A new program, the CMU Prison Education Project, provides a unique opportunity for insight for both our Tartan students and incarcerated individuals learning with them. One day each week, 15 CMU students travel to the State Correctional Institute at Somerset, Pennsylvania, where they’re taught by Dietrich College faculty alongside “inside” students. While taking classes in psychology, history or English, they’re also making connections, breaking down stereotypes and learning about the U.S. prison system. The students in this unusual partnership have called their experiences transformational.

No Ambassadors edition would be complete without sharing news from our community of artists.

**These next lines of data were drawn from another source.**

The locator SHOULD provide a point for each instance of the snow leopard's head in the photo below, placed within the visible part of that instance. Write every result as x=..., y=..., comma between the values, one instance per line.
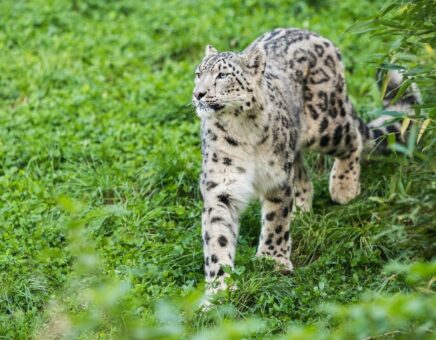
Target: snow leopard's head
x=225, y=81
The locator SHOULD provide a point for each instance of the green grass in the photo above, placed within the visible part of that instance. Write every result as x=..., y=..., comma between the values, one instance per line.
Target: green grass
x=100, y=158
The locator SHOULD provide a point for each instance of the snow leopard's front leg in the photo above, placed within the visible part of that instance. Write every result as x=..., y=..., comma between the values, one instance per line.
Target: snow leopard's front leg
x=225, y=193
x=275, y=240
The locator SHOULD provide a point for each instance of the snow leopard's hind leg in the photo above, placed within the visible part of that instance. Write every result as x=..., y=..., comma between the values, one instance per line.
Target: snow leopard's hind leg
x=344, y=184
x=303, y=186
x=275, y=241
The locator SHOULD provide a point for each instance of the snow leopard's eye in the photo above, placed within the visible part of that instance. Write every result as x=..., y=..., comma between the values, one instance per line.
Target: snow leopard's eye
x=222, y=75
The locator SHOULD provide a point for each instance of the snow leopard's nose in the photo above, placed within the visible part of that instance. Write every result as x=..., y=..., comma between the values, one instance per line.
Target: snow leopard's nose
x=199, y=94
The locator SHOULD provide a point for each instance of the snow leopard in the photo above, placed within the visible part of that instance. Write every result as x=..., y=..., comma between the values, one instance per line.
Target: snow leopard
x=261, y=110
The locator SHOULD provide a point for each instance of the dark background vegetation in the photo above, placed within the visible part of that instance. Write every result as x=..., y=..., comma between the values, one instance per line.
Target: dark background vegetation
x=99, y=202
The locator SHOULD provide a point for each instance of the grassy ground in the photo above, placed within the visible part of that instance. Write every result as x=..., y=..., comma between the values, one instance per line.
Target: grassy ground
x=99, y=149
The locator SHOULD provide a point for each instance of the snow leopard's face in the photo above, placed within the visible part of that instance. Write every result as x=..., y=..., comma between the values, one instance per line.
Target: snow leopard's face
x=224, y=83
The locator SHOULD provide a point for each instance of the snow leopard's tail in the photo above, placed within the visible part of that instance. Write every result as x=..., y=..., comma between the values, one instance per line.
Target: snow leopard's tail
x=376, y=131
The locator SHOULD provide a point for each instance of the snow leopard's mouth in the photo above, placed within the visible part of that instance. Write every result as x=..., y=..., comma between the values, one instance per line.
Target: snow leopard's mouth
x=204, y=106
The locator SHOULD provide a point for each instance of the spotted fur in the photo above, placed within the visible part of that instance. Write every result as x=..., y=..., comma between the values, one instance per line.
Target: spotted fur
x=260, y=111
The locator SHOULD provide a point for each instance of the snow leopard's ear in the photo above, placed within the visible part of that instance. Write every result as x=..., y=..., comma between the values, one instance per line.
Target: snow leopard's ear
x=210, y=50
x=255, y=60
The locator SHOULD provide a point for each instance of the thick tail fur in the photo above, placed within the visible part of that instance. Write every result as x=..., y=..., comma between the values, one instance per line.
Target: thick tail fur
x=376, y=131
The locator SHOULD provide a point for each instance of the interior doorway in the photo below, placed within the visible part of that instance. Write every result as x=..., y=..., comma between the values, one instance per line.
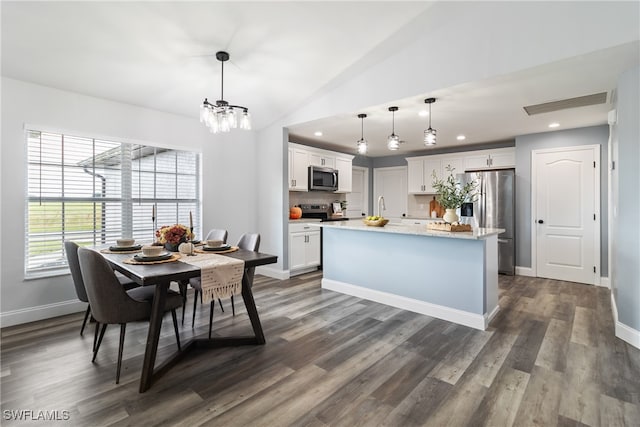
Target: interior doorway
x=566, y=213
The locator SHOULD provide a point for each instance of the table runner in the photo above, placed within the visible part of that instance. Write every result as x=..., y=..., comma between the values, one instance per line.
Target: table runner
x=220, y=276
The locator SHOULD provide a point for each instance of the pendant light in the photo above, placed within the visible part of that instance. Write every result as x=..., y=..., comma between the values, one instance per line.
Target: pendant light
x=393, y=141
x=222, y=116
x=430, y=134
x=362, y=143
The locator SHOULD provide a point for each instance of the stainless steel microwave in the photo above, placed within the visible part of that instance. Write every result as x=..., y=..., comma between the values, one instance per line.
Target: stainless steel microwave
x=323, y=179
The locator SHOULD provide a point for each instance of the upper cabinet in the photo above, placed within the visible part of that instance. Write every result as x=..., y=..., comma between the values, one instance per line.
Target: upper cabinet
x=301, y=157
x=420, y=170
x=490, y=159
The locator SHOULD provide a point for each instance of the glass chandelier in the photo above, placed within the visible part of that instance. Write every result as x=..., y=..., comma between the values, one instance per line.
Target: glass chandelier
x=222, y=116
x=362, y=143
x=430, y=134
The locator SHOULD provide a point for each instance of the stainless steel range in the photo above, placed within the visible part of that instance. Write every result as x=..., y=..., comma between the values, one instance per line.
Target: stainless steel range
x=321, y=211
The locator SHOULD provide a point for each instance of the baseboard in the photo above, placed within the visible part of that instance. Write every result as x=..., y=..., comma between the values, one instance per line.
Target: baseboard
x=624, y=332
x=477, y=321
x=32, y=314
x=272, y=272
x=524, y=271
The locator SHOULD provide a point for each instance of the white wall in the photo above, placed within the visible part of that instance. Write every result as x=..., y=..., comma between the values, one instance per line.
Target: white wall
x=228, y=186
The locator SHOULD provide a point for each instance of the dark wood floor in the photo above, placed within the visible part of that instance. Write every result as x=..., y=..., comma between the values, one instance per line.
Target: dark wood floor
x=549, y=358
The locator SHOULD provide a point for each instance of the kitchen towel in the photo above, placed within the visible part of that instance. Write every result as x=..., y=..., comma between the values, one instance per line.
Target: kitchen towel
x=220, y=276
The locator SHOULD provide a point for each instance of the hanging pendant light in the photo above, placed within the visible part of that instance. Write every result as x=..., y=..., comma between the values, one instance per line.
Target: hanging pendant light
x=362, y=143
x=430, y=134
x=393, y=141
x=222, y=116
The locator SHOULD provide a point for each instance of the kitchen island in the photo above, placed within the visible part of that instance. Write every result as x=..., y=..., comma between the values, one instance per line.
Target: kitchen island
x=451, y=276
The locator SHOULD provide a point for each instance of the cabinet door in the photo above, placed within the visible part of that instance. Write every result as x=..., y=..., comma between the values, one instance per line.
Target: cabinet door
x=431, y=166
x=415, y=176
x=313, y=248
x=300, y=170
x=297, y=250
x=344, y=175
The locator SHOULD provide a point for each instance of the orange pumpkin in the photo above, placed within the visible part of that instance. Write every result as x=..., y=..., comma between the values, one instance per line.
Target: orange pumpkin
x=295, y=212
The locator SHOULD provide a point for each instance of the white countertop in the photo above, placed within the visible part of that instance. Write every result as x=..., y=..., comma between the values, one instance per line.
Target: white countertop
x=419, y=230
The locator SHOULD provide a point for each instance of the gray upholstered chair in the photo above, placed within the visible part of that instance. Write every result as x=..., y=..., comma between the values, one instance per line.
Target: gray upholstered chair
x=111, y=304
x=249, y=242
x=71, y=250
x=214, y=234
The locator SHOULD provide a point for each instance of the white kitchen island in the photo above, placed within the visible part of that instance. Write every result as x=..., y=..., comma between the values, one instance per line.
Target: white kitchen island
x=451, y=276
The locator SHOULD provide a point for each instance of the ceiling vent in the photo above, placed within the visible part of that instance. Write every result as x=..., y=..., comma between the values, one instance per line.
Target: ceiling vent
x=580, y=101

Our campus’ physical environment is enriched by the numerous installations made possible through our commitment to incorporating public art into all new construction. The latest is “Making Way,” Jessica Stockholder’s bold work that is innovatively integrated into the entranceway and community spaces within the new Alan Magee Scaife Hall of Engineering. I hope you will experience this striking installation the next time you are on campus, perhaps during Spring Carnival, April 11-14!

And finally, I want to shine a light on four alumni who recently were honored with Emmy Awards: Judith Light, for Outstanding Guest Actress in a Comedy Series; Noah Mitz and Michael Berger, for Outstanding Lighting Design/Lighting Direction for a Variety Series; and Zachary Halley for Outstanding Television Movie. Congratulations!

As always, I am truly grateful for all that you do in support of our Tartan community and to advance Carnegie Mellon’s important mission. I look forward to seeing you soon!